On ne sait pas s’il lui reste tous ses boulons au patron, mais il a gravement reçu quand même. L’un de ses potes dit qu’il s’exprime comme cela parce qu’il en a marre d’écouter les plaintes des uns, les pets vocaux des autres. Les onomatopées sortant de la bouche de Roland constituent en fait une forme de langage primitif. « Allez vous faire foutre ! » mais avec des nuances d’assentiment ou de réprobation. « Boum » dominant : « allez vous faire foutre bande de connards de fachos ! ». Tchac majoritaire : « allez vous faire foutre, remuez vous, y’a des gars qui se battent et ils ont besoin de vous ; see you later ».
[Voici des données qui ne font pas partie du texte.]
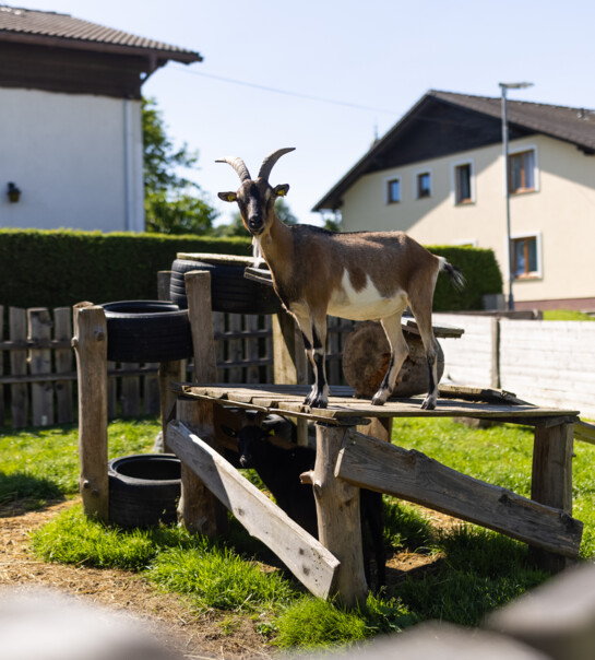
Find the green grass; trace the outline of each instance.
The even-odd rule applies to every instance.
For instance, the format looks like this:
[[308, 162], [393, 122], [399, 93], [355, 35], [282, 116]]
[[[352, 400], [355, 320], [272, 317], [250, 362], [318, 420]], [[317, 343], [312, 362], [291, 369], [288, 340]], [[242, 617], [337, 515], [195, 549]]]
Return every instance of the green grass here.
[[595, 317], [574, 309], [546, 309], [544, 321], [595, 321]]
[[[155, 419], [111, 422], [109, 458], [150, 451], [159, 429]], [[35, 509], [78, 493], [78, 438], [73, 425], [0, 434], [0, 505], [20, 499]]]
[[[156, 421], [109, 426], [111, 456], [147, 451]], [[472, 429], [448, 419], [395, 420], [393, 441], [444, 464], [529, 494], [533, 429], [499, 425]], [[575, 443], [573, 512], [585, 523], [581, 554], [595, 554], [595, 447]], [[0, 436], [0, 497], [68, 497], [76, 492], [76, 429], [56, 427]], [[421, 577], [370, 596], [359, 609], [324, 602], [282, 570], [264, 573], [254, 557], [270, 559], [236, 521], [233, 534], [212, 543], [170, 527], [123, 530], [86, 519], [80, 506], [57, 515], [32, 535], [34, 552], [47, 561], [133, 570], [158, 589], [180, 593], [197, 613], [228, 611], [250, 616], [271, 644], [283, 649], [357, 645], [398, 632], [418, 621], [438, 618], [476, 626], [489, 611], [513, 600], [548, 576], [536, 570], [527, 547], [474, 526], [439, 533], [419, 509], [385, 497], [386, 545], [393, 550], [437, 553]], [[231, 628], [229, 629], [231, 634]]]

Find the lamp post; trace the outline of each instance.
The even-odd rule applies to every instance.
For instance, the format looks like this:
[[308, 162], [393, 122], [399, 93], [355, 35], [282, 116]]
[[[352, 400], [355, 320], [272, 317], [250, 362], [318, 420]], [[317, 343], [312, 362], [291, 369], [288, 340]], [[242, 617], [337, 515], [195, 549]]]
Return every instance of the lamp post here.
[[507, 91], [525, 90], [532, 87], [533, 83], [499, 83], [502, 91], [502, 150], [504, 153], [504, 190], [507, 198], [507, 245], [509, 258], [509, 309], [514, 309], [514, 298], [512, 296], [512, 282], [514, 273], [512, 272], [512, 245], [510, 238], [510, 173], [509, 173], [509, 126], [507, 117]]

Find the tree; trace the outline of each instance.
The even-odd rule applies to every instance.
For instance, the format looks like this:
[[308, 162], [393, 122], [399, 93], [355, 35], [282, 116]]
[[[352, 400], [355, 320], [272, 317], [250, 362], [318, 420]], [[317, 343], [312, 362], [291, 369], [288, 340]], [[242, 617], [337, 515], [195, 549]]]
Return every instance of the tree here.
[[197, 169], [198, 152], [185, 143], [178, 150], [168, 138], [154, 98], [142, 101], [143, 176], [147, 232], [206, 234], [218, 212], [202, 197], [200, 186], [181, 176]]

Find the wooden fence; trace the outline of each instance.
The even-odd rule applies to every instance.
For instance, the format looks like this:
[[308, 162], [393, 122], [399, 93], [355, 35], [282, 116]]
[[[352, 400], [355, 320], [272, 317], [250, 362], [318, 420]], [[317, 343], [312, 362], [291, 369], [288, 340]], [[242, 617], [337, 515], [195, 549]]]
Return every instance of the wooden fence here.
[[[328, 373], [342, 384], [341, 357], [353, 321], [330, 319]], [[272, 317], [213, 314], [221, 382], [273, 382]], [[69, 424], [78, 416], [72, 308], [0, 306], [0, 426]], [[109, 341], [109, 338], [108, 338]], [[159, 412], [157, 363], [108, 363], [108, 417]], [[192, 361], [187, 361], [192, 380]]]

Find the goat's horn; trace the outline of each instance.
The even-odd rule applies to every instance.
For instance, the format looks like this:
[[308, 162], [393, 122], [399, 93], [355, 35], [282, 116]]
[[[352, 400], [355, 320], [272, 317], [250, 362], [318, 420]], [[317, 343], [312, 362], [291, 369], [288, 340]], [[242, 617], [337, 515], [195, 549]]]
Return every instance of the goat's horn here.
[[295, 146], [286, 146], [285, 149], [277, 149], [277, 151], [274, 151], [272, 154], [269, 154], [260, 166], [259, 178], [267, 181], [269, 175], [271, 174], [271, 169], [273, 169], [275, 163], [281, 158], [281, 156], [283, 156], [283, 154], [289, 153], [295, 149]]
[[217, 158], [215, 163], [228, 163], [231, 167], [238, 173], [240, 177], [240, 181], [250, 180], [250, 173], [248, 172], [248, 167], [246, 167], [243, 161], [238, 156], [224, 156], [223, 158]]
Tout pareil pour la grève de la SNCF. « Taboula boum boum boum tchac » serait la réponse qui suivrait immanquablement l’affirmation selon laquelle « la majorité de l’opinion publique est hostile aux cheminots, favorable au Macron, et enthousiaste à l’idée d’une réforme ». Faut dire que Roland la « cheuneusseufeu » il connaît. Il y a bossé quarante ans avant de reprendre le gourbi de son vieux.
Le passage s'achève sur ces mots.